In a short conclusion of this part, there are many studies on the antimicrobial activity of A. flava, but there are few studies on A. gusanlung and A. tympanopoda. In the study of A. flava, berberine (1) is the main active component, and its mechanism may be the inhibition of protein and cell wall synthesis.

4.2 Anti-inflammatory activity

It is reported that A. gusanlung has anti-inflammatory activity (Chinese Pharmacopoeia, 1977). Hu (Hu et al., 2013) et al used various inflammatory models including ear swelling induced by xylene in mice, paw edema induced by carrageenan and cotton pellet granuloma in rats. The results indicated that A. gusanlung had effect on acute and chronic inflammatory. Jiang (Yu et al., 2011) et al found that the anti-inflammatory effects of N-trans-feruloyltyramine (34) might be attributed to downregulation of COX-2 (Cyclooxygenase-2) and iNOS (Inducible Nitric Oxide Synthase) via suppression of AP-1 (Activator Protein-1) and the JNK (c-JunN-terminalkinase) signaling pathway in RAW 264.7 macrophages (Mouse Monocyte Macrophage Leukemia Cells). Levita (Levita et al., 2018) et al thought that phytoconstituents in A. flava fit the pharmacophore features generated from AT2 (PDB code: 3E7G) or SEITU (PDB code: 4NOS) complex with iNOS, therefore, they might be potential as iNOS inhibitors. Besides, dihydroberberine (28) was proved to be one of the anti-inflammatory ingredients and the anti-inflammatory mechanism might be associated with dual modulation of NF-κB (Nuclear Transcription Factor-κB) and MAPK (Mitogen-activated Protein Kinase) signaling pathways and regulation of inflammatory mediators (Tan et al., 2019). Futhermore, Singh (Singh et al., 2010) et al found that berberine (1) has anti-inflammatory activity. In additiion, Choi (Choi et al., 2009) et al found that the anti-inflammatory effect of berberine (1) is not mediated by the inhibition of leptin signal transduction. Moreover, they have also found that berberine (1) can down-regulate the NF-κB signaling pathway.

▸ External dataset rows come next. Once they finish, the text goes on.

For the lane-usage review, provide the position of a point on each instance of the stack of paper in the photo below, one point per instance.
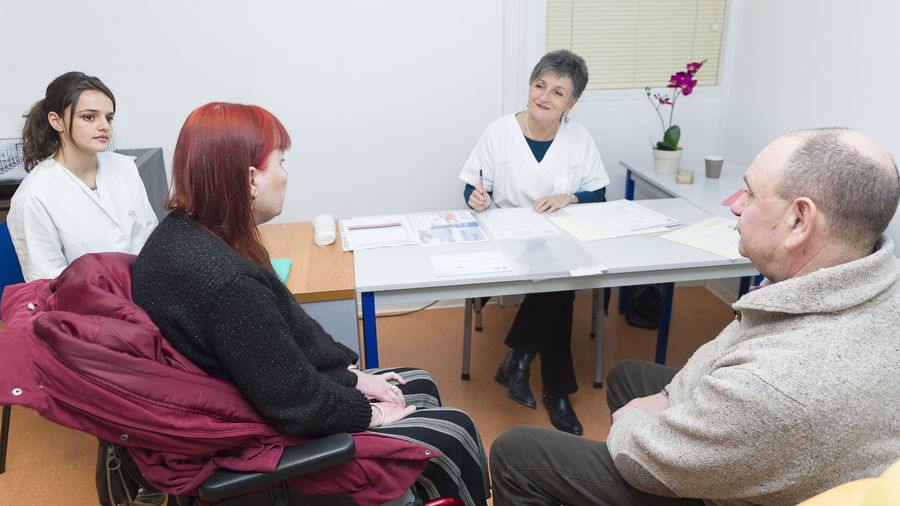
(612, 219)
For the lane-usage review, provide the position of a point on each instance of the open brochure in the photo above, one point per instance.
(455, 227)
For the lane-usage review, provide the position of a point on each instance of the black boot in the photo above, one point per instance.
(562, 416)
(513, 373)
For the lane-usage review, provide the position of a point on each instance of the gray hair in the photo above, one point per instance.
(563, 63)
(857, 195)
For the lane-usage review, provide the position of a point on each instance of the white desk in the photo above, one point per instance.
(404, 274)
(707, 194)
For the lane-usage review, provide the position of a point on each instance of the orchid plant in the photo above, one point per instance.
(683, 83)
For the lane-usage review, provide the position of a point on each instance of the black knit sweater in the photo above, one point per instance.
(237, 321)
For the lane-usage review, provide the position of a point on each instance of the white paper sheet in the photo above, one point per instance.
(517, 223)
(469, 263)
(621, 217)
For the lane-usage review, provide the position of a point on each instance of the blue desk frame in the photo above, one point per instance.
(370, 332)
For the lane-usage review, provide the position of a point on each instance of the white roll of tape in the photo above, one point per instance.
(325, 232)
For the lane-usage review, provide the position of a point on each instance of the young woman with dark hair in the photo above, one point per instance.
(77, 198)
(206, 280)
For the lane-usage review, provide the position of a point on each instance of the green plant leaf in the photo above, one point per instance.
(664, 146)
(672, 136)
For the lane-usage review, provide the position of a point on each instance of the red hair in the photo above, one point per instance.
(217, 145)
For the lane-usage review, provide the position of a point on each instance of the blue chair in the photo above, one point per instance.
(10, 274)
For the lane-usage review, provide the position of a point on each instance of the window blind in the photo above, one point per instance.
(638, 43)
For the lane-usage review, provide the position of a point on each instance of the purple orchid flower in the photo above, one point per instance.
(664, 100)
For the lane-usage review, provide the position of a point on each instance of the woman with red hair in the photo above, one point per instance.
(206, 280)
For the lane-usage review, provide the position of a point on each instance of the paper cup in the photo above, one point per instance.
(714, 166)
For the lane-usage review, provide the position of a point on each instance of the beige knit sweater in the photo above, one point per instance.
(797, 395)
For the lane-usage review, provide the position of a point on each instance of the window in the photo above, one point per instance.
(638, 43)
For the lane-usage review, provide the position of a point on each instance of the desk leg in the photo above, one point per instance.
(370, 334)
(598, 337)
(662, 338)
(629, 186)
(467, 337)
(745, 286)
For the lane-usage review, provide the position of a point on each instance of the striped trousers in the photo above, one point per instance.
(462, 469)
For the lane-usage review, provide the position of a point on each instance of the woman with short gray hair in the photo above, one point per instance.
(539, 158)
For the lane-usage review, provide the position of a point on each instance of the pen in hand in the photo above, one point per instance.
(481, 182)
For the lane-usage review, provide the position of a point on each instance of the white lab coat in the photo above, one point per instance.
(516, 179)
(55, 218)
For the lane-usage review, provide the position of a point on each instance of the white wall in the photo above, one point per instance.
(814, 63)
(383, 100)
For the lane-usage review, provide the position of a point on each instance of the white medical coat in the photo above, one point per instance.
(516, 179)
(55, 218)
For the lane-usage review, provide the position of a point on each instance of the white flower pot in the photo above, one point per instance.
(666, 162)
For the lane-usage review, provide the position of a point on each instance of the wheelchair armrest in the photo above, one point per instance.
(295, 461)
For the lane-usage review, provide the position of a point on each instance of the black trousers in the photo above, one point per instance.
(543, 326)
(541, 466)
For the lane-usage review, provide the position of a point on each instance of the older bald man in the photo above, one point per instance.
(799, 394)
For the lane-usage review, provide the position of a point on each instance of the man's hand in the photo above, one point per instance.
(653, 404)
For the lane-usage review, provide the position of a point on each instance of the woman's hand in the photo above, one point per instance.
(479, 200)
(653, 404)
(384, 413)
(379, 388)
(550, 203)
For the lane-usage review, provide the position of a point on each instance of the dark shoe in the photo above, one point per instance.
(562, 416)
(513, 373)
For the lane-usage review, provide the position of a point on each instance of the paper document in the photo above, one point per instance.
(469, 263)
(612, 219)
(517, 223)
(376, 232)
(717, 235)
(447, 228)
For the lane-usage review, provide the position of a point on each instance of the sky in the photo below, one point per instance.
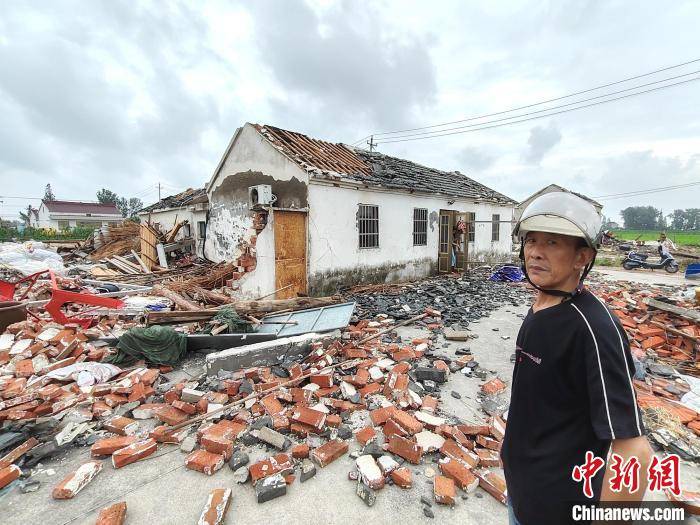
(128, 95)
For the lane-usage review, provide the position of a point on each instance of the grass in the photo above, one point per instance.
(684, 238)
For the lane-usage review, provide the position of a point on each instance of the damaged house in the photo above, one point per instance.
(190, 205)
(309, 216)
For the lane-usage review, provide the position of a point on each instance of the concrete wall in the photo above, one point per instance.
(249, 161)
(335, 258)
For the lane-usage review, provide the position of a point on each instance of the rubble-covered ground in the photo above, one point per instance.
(380, 422)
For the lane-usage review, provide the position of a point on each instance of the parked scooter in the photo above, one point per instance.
(639, 260)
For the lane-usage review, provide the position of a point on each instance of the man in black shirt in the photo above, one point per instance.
(572, 390)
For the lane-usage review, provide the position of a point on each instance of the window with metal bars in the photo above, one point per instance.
(420, 226)
(368, 222)
(495, 227)
(471, 222)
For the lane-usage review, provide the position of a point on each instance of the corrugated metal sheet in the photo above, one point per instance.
(312, 153)
(321, 319)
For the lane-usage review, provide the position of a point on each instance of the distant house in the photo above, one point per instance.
(549, 189)
(61, 215)
(309, 216)
(190, 205)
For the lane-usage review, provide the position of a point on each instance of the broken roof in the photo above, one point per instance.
(94, 208)
(323, 159)
(184, 198)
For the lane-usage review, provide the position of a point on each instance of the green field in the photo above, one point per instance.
(684, 238)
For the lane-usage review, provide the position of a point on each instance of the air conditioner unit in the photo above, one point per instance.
(260, 195)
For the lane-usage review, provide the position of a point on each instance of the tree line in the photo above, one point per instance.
(649, 218)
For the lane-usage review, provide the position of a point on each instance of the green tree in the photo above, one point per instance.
(106, 196)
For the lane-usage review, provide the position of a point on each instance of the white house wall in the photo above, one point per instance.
(251, 160)
(335, 258)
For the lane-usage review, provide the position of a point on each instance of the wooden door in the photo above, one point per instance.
(444, 247)
(290, 253)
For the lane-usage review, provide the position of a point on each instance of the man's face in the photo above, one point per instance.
(555, 261)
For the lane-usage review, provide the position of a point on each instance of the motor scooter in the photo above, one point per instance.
(639, 260)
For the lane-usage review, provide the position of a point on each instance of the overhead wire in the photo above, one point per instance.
(530, 105)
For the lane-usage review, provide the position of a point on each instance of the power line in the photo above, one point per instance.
(428, 133)
(531, 105)
(543, 116)
(650, 190)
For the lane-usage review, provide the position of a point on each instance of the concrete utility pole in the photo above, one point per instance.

In general, there are few studies on the anti-inflammatory activities of A. flava and A. gusanlung, only the mechanism of action of N-trans-feruloyltyramine (34) isolated from A. gusanlung is clear, and the mechanism of action of other compounds still needs further study.

4.3 Antimalarial activity

It is also reported that A. flava has antimalarial activity (Kaur et al., 2009; Lovin et al., 2012). The active components are protoberberine alkaloids such as berberine (1), jatrorrhizine (3), palmatine (4) and columbamine (6), which possess strong antiplasmodial activity (Iwasa et al., 1998) and inhibit Plasmodium falciparum telomerase activity (Sriwilaijareon et al., 2002). Besides, berberine (1) in combination with pyrimethamine, demonstrated the best parasite clearance when compared with treatment using a combination of pyrimethamine and tetracycline or pyrimethamine and cotrimoxazole in patients with chloroquine-resistant malaria (Sheng et al., 1997).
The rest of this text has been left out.